Dan Knishkowy has never written a song like “Whodunnit.” With his acoustic guitar dropped to a deep, open tuning, the Brooklyn artist noticed a fragile melody resonating from the strings, stretching out like a neverending highway. The lyrics followed suit, emerging in a series of intimate and escalating verses almost effortlessly while he played. Delivering the words in an inquisitive hum, Knishkowky soon found himself addressing the profound, lingering questions that would become the core of his latest album, Whodunnit, the most striking and ambitious record he has ever released.

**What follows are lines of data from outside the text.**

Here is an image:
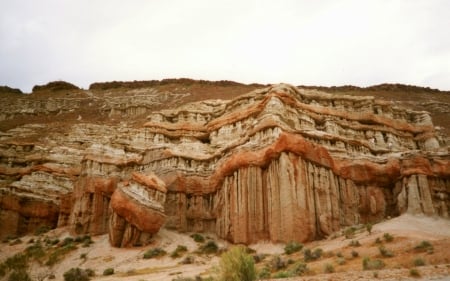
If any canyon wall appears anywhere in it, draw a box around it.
[0,84,450,247]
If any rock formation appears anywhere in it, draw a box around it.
[0,81,450,246]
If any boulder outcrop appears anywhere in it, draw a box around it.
[0,81,450,247]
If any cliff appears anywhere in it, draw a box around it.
[0,81,450,246]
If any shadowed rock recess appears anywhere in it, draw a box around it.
[0,84,450,247]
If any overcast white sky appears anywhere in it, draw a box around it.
[0,0,450,92]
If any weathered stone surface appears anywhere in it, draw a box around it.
[0,84,450,244]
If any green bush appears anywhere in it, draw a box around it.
[270,256,286,271]
[258,266,270,279]
[103,267,114,276]
[144,248,167,259]
[170,245,187,258]
[219,246,256,281]
[34,225,52,236]
[289,262,309,276]
[362,257,386,270]
[366,223,373,234]
[200,240,219,254]
[284,241,303,255]
[4,253,28,270]
[303,248,323,262]
[409,268,420,277]
[348,240,361,247]
[63,267,90,281]
[8,269,31,281]
[273,271,292,279]
[191,233,205,243]
[323,263,334,273]
[414,240,433,252]
[25,242,45,260]
[378,246,394,258]
[413,258,425,266]
[383,233,394,242]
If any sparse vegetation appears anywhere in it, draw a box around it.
[323,263,334,273]
[191,233,205,243]
[284,241,303,255]
[144,248,167,259]
[378,246,394,258]
[63,267,90,281]
[219,246,256,281]
[103,267,114,276]
[170,245,187,258]
[414,240,434,253]
[362,257,386,270]
[383,233,394,242]
[200,240,219,254]
[344,226,356,239]
[366,223,373,234]
[8,269,31,281]
[303,248,323,262]
[348,240,361,247]
[413,258,425,266]
[409,268,420,277]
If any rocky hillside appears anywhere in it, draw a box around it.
[0,79,450,247]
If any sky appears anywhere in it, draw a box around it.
[0,0,450,92]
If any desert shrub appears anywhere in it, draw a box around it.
[414,240,433,252]
[25,242,45,260]
[103,267,114,276]
[200,240,219,254]
[170,245,187,258]
[413,258,425,266]
[253,254,267,263]
[34,225,52,236]
[8,269,31,281]
[84,268,95,277]
[303,248,323,262]
[284,241,303,255]
[144,248,167,259]
[273,271,292,279]
[362,257,385,270]
[366,223,373,234]
[191,233,205,243]
[409,268,420,277]
[9,238,23,246]
[348,240,361,247]
[181,255,195,264]
[378,246,394,258]
[270,256,286,271]
[45,242,77,266]
[4,253,28,270]
[0,263,6,279]
[289,262,309,276]
[63,267,90,281]
[323,263,334,273]
[383,233,394,242]
[344,226,356,239]
[219,246,256,281]
[258,266,270,279]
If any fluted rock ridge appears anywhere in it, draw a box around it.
[0,84,450,246]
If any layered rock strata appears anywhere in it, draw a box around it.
[0,84,450,246]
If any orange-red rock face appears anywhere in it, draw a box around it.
[0,82,450,244]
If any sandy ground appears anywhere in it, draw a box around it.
[0,214,450,281]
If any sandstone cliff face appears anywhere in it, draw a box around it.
[0,84,450,246]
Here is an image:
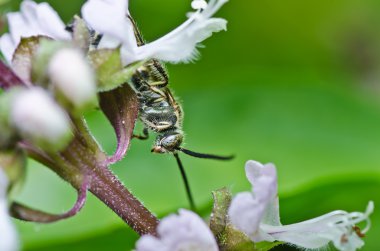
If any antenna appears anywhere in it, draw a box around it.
[173,153,197,212]
[177,147,234,160]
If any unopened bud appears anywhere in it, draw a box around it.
[0,149,26,195]
[48,48,97,111]
[10,87,73,151]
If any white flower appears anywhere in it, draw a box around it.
[136,209,218,251]
[10,87,72,151]
[229,161,374,251]
[0,0,71,63]
[0,169,19,251]
[82,0,227,65]
[48,48,97,109]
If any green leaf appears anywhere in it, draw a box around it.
[255,241,282,251]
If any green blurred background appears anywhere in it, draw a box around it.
[2,0,380,251]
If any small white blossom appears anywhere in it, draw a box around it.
[0,0,71,63]
[48,48,97,109]
[82,0,227,65]
[229,161,374,251]
[0,169,19,251]
[10,87,72,151]
[136,209,218,251]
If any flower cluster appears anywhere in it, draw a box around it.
[136,161,374,251]
[0,0,374,251]
[0,0,227,251]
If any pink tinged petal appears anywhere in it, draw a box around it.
[0,0,71,62]
[99,84,139,164]
[0,169,19,251]
[245,160,277,200]
[136,210,218,251]
[36,3,71,40]
[136,18,227,63]
[259,202,373,251]
[228,192,265,237]
[82,0,137,51]
[136,235,171,251]
[47,48,97,108]
[10,87,71,151]
[191,0,207,10]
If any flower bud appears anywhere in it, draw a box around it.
[0,150,26,196]
[10,87,73,151]
[48,48,97,111]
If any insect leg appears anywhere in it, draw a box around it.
[132,127,149,140]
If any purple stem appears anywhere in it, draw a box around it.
[89,164,158,235]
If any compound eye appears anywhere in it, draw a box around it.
[161,134,182,150]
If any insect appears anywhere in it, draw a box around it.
[128,16,233,209]
[72,16,233,210]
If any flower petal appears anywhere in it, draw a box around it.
[228,192,265,237]
[10,87,72,151]
[82,0,137,51]
[0,33,16,63]
[0,0,71,62]
[258,202,373,251]
[136,209,218,251]
[137,18,227,63]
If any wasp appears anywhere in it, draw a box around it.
[128,16,233,209]
[72,15,233,211]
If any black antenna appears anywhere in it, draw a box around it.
[173,153,196,212]
[177,147,234,160]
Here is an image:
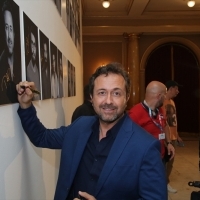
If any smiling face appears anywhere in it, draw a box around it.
[170,86,179,98]
[4,10,15,54]
[91,73,128,123]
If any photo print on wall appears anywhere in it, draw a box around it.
[50,42,59,98]
[0,0,22,105]
[23,13,41,100]
[62,55,68,97]
[39,30,51,99]
[67,60,76,97]
[57,49,63,98]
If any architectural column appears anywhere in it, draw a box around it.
[127,34,140,110]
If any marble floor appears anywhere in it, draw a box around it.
[168,133,200,200]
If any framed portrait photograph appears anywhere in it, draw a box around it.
[39,30,51,99]
[0,0,22,105]
[23,13,41,100]
[50,42,59,99]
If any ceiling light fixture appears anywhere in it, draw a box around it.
[187,1,195,7]
[102,1,110,8]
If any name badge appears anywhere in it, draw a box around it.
[158,133,165,140]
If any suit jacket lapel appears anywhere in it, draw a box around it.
[95,117,132,196]
[70,117,95,183]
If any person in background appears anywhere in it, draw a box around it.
[163,80,183,193]
[16,63,167,200]
[71,85,96,122]
[129,81,175,165]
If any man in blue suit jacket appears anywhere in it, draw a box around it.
[17,63,167,200]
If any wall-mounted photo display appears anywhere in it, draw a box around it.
[62,55,68,97]
[23,13,41,100]
[67,60,76,97]
[50,42,59,98]
[57,50,63,98]
[66,0,70,32]
[39,31,51,99]
[54,0,61,15]
[0,0,22,105]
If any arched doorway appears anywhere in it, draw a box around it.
[145,42,200,133]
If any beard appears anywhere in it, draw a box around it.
[97,104,124,124]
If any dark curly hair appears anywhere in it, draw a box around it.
[89,62,131,96]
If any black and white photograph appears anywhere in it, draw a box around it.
[54,0,61,15]
[62,55,68,97]
[66,0,70,32]
[67,60,76,97]
[67,60,73,97]
[50,42,59,99]
[39,31,51,99]
[72,65,76,96]
[0,0,22,105]
[57,50,63,98]
[23,13,41,100]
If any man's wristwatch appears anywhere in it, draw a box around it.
[167,142,173,145]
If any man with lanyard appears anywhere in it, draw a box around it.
[129,81,175,164]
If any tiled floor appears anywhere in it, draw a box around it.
[168,134,200,200]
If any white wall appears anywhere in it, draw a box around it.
[0,0,83,200]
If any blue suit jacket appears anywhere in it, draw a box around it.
[18,106,167,200]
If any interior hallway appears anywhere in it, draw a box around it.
[168,133,200,200]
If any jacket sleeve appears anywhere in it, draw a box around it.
[17,105,67,149]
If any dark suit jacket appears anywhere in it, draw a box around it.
[18,106,167,200]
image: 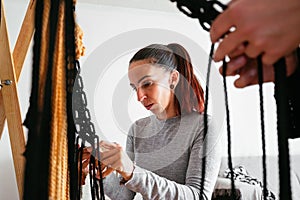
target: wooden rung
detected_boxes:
[0,1,25,199]
[0,0,36,139]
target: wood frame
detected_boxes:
[0,0,36,199]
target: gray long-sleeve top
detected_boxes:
[104,112,221,200]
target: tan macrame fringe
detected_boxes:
[75,24,85,60]
[38,0,51,112]
[49,1,69,199]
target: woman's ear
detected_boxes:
[169,70,180,87]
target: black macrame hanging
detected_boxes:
[73,61,105,200]
[171,0,292,200]
[21,0,104,200]
[69,4,105,200]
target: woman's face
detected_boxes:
[128,60,176,119]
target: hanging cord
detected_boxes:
[65,0,78,200]
[222,58,236,199]
[274,58,292,200]
[200,44,215,199]
[73,61,105,200]
[0,0,2,28]
[257,55,268,200]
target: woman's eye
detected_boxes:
[142,82,152,88]
[132,87,137,91]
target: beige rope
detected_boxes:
[38,0,50,112]
[49,1,69,199]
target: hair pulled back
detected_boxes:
[129,43,204,114]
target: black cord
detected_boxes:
[222,58,236,199]
[200,44,215,199]
[274,58,292,200]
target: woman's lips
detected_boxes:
[145,103,153,110]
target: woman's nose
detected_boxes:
[136,88,146,102]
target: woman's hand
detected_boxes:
[100,141,134,181]
[210,0,300,65]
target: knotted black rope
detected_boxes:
[171,0,236,199]
[171,0,291,200]
[200,44,215,199]
[65,0,78,200]
[73,61,105,200]
[274,58,292,200]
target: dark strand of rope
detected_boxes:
[92,148,100,200]
[257,55,268,200]
[23,0,44,200]
[89,145,98,200]
[200,44,215,199]
[65,0,78,200]
[222,58,236,199]
[96,136,105,200]
[65,0,78,200]
[76,140,84,200]
[274,58,292,200]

Inspired by indie lifers and fellow world-builders like Jim O’Rourke and Phil Elverum, the Ruination Records co-founder has rewritten the rule book with each new project, inviting listeners to join as he discovers new channels for his singular voice. By now the sound of Adeline Hotel is equally identifiable through Knishkowy’s dextrous fingerpicking—the aural equivalent of tracing your fingers through cool sand at sunrise—as his low, whispered vocals and autumnal melodies. As soon as he began writing the material for Whodunnit, a few things seemed instantly clear about his new direction. Imagine Neil Young’s On the Beach cast in the twilight colors of John Martyn’s Solid Air, or Gillian Welch’s Time (The Revelator) as interpreted by the stream-of-consciousness players on Van Morrison’s Veedon Fleece. Whodunnit flows as if in a trance, pulling you closer to the heart with every word, every note. Writing about the end of a marriage, Knishkowy refused the bitterness and brutality often associated with the breakup genre in favor of a kind of cosmic curiosity. These are songs full of space and silence, recurring images and textures, openness and grace. They are also among the most immediately affecting in his vast songbook. On previous Adeline Hotel records, Knishkowy cast his voice as a melodic texture interwoven with his visceral, dynamic guitar licks. Here he commands the room, even with a whisper: a fitting delivery for a set of songs where the action tends to occur in moments of crushing isolation and disconnect. “Even though I was going through something that was objectively hard, I didn’t feel lonely,” Knishkowy reflects of the transitional period in his life that inspired the record. “I was being freed to find myself, to build my own connection with the world that had been lost.” It was this sense of gratitude that led him to open the record with a simple question: “How Did I Get So Lucky?” Even when the lyrics touch on alienation and loss—when a requisite encounter with a waitress spirals into an existential tailspin, when the intricacies of fading love resemble the scattered clues in a grim detective story—Knishkowy maintains a tone of optimism, a sense of hope in our potential to start again and know ourselves better. He understands he is not the only traveler on this road, and Whodunnit will be a treasured companion for those of us seeking comfort on our own journey.

 

“Catarsis never sounded so beautiful”
Pop Matters 8,0

 

“Taking a whimsical and meditative approach to the breakup album, Dan Knishkowy makes the end of a marriage sound unexpectedly healing.”